Practice without feedback is just exercise. The 42 rules emphasize “feedforward”—information given in the moment that shapes the next repetition, not the last one.
Before you begin a drill, you must understand the purpose of the session. The first set of rules challenges conventional wisdom.
Why most “practice” isn’t really practice, and how to change that. Practice without feedback is just exercise
Most people think practice is what you do before the real thing. Practice Perfect argues that practice is the real thing. The authors advocate for eliminating the psychological wall between training and game day. If you practice slowly, sloppily, or without pressure, you will perform exactly the same way.
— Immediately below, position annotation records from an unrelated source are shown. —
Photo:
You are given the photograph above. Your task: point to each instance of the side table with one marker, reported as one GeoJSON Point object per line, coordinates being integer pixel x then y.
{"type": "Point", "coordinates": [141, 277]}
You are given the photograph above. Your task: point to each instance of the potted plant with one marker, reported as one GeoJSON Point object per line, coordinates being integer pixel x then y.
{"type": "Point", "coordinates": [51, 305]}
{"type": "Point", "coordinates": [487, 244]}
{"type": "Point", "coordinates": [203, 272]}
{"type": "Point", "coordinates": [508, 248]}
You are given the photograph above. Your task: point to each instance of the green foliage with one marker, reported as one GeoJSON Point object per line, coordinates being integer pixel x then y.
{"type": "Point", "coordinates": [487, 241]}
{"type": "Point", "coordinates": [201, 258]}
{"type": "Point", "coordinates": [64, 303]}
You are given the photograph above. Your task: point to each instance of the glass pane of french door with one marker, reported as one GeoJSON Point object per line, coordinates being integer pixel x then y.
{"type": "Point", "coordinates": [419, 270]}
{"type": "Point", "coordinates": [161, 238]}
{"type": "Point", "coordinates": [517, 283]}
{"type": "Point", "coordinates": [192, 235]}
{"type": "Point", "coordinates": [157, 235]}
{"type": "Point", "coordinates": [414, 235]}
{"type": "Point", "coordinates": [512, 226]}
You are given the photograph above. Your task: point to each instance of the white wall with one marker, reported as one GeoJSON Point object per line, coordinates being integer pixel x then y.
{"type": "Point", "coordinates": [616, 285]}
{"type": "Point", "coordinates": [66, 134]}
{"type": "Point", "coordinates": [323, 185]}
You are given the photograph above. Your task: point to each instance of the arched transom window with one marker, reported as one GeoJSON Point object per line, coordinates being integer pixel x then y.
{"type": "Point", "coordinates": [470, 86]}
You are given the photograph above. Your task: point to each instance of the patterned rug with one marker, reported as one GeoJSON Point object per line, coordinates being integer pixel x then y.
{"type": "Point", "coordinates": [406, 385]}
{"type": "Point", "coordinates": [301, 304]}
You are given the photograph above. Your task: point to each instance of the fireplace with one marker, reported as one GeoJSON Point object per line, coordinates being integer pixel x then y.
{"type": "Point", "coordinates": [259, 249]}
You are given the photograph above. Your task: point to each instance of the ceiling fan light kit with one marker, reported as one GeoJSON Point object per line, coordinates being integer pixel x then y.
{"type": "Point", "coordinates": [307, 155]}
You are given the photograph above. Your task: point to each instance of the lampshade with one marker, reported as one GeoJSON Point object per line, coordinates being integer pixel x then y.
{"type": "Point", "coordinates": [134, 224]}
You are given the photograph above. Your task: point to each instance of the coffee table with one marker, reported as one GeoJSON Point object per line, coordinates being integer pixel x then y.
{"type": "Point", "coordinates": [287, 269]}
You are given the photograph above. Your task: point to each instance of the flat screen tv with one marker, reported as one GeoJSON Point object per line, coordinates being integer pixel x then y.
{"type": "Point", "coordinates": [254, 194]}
You cannot practice effectively if you do not understand what "good" looks like. This rule emphasizes the importance of analyzing top performers to identify the specific, granular skills that lead to success. In the PDF summary of the book, this is often highlighted as "unbundling." You must take a complex ability—like "great public speaking"—and unbundle it into discrete, practicable skills: eye contact, voice modulation, posture, and slide design. The first set of rules challenges conventional wisdom
Giving feedback that changes behavior.
Once you have identified a skill, do not try to practice it within a chaotic environment. Isolate it. If a baseball player struggles with hitting curveballs, they shouldn't just play a simulated game; they should stand in the cage and hit curveballs only. By isolating the skill, you reduce cognitive load and allow the learner to focus 100% of their attention on the specific area of improvement Practice Perfect argues that practice is the real thing
Do not practice until you get it right. Practice until you cannot get it wrong.